Erste Radfahrerclubs entstanden in Gamprin (1898) und Triesen (1902) und bis 1919 in allen liechtensteinischen Gemeinden ausser Planken und Triesenberg. Sie hatten den Zweck, ihren Mitgliedern durch die Abgabe von Grenzübertrittausweisen (Triptik-Karten) den Grenzverkehr zu erleichtern. 1923 schlossen sie sich zum Liechtensteiner Radfahrerbund zusammen. Dieser führte 1926 das erste Radrennen in Liechtenstein durch. 1927 entstand in Schaan der erste Verein mit radsportlicher Ausrichtung (→ Sport). Nach der Aufhebung der Radtriptiks durch Österreich 1958 wurde der Liechtensteiner Radfahrerverband nicht mehr benötigt und er stellte in der Folge seine Tätigkeit ein.

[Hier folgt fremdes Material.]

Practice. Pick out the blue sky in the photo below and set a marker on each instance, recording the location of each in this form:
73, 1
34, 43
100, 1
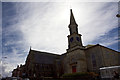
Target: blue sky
44, 27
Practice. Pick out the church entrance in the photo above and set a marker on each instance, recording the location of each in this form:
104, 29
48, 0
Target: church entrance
73, 69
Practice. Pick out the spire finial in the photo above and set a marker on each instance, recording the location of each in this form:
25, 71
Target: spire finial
30, 48
72, 19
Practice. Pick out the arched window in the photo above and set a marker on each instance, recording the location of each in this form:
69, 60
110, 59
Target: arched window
93, 61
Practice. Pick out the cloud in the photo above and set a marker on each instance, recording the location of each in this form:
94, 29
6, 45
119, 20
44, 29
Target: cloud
59, 0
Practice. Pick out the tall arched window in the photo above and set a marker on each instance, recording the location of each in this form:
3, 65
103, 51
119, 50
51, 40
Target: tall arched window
93, 61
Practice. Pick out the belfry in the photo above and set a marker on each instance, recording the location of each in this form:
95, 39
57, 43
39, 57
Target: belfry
76, 59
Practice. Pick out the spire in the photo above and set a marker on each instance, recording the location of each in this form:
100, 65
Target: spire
72, 19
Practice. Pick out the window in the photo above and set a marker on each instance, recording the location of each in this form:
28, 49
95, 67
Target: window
93, 61
73, 69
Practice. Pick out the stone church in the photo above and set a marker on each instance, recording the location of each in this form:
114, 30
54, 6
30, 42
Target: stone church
78, 58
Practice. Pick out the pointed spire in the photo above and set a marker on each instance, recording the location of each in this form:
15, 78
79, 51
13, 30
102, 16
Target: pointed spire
30, 48
72, 19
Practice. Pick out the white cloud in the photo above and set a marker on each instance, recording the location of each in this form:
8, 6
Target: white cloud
59, 0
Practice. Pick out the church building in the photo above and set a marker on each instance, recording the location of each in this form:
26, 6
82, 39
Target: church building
78, 58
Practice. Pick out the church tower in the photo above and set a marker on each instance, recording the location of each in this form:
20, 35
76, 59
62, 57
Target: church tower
75, 59
74, 39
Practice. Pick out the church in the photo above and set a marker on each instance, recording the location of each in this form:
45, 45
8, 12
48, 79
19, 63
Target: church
78, 58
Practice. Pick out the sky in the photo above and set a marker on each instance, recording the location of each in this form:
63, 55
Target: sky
44, 27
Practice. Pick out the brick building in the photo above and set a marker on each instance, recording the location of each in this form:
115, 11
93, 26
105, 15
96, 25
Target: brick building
78, 58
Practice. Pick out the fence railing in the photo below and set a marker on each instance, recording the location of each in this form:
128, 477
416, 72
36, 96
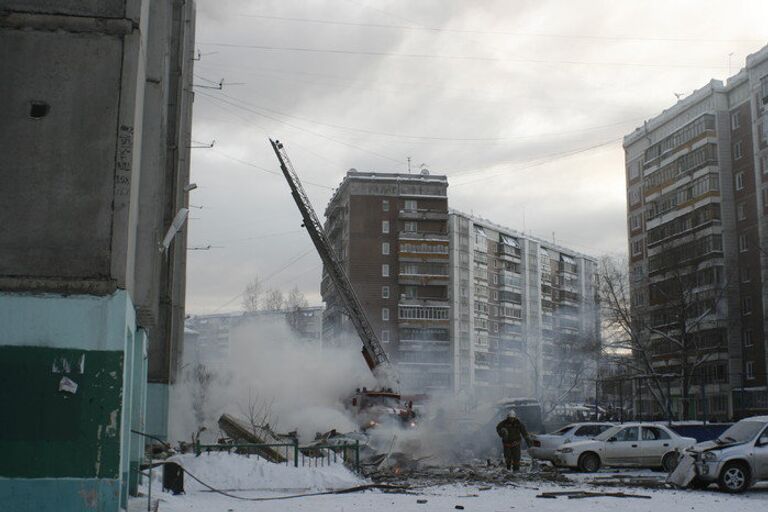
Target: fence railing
317, 455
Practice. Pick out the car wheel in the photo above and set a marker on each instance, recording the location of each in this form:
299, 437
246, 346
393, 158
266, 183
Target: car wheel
699, 484
669, 462
734, 478
589, 462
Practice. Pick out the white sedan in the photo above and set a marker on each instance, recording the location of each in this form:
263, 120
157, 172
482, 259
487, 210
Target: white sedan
544, 445
647, 445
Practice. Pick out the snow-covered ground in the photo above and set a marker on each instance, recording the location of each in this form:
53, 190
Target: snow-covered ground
253, 478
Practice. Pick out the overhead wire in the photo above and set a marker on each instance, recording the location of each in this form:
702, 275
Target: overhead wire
499, 32
560, 156
424, 137
371, 53
270, 276
320, 135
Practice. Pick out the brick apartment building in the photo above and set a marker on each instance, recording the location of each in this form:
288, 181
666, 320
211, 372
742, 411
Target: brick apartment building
697, 191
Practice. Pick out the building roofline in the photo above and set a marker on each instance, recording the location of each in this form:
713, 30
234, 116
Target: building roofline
519, 234
354, 175
713, 86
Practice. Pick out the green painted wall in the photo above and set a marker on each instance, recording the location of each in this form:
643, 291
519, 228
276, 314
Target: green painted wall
55, 433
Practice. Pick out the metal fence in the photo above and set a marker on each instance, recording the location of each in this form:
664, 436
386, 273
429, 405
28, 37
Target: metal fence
290, 453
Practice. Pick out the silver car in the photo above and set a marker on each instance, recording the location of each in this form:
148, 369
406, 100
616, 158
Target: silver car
544, 445
735, 460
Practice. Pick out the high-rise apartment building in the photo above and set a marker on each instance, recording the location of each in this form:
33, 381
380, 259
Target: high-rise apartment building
460, 304
697, 215
391, 233
96, 101
524, 321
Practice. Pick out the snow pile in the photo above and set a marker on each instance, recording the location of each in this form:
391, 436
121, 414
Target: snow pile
226, 471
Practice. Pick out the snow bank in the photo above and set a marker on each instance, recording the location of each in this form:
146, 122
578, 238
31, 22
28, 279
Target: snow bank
226, 471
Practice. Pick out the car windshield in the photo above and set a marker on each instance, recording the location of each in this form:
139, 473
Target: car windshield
741, 432
609, 433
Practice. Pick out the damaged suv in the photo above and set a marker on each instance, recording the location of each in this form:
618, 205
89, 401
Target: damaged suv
735, 460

Der 1950 gegründete Liechtensteiner Radfahrerverband bestand 2007 aus vier Vereinen mit insgesamt 210 Mitgliedern (→ Sport). Der 1953 entstandene Veloclub Unterland (seit 1958 Veloclub Ruggell) organisierte über Jahre die Internationale Schellenberg-Rundfahrt. Seit 1946 gastierte in Liechtenstein mehrmals die Tour de Suisse, das wichtigste schweizerische Fahrradrennen. Einige liechtensteinische Radrennfahrer errangen internationale Erfolge, so Alfred Marxer, Adolf Heeb und Roman Hermann.

Quellen

Liechtenstein 1938–1978, 1978, 113, 134; Liechtenstein 1978–1988, 1988, 299.

Literatur

M. Frommelt et al.: Radsport in Liechtenstein, 1984; M. Frommelt: 100 Jahre Radsport in Liechtenstein, 60 Jahre RV Schaan, 1987; Vogt: Brücken, 1990, 200; Vogt: Balzers 3, 1998, 349, 352–354, 373.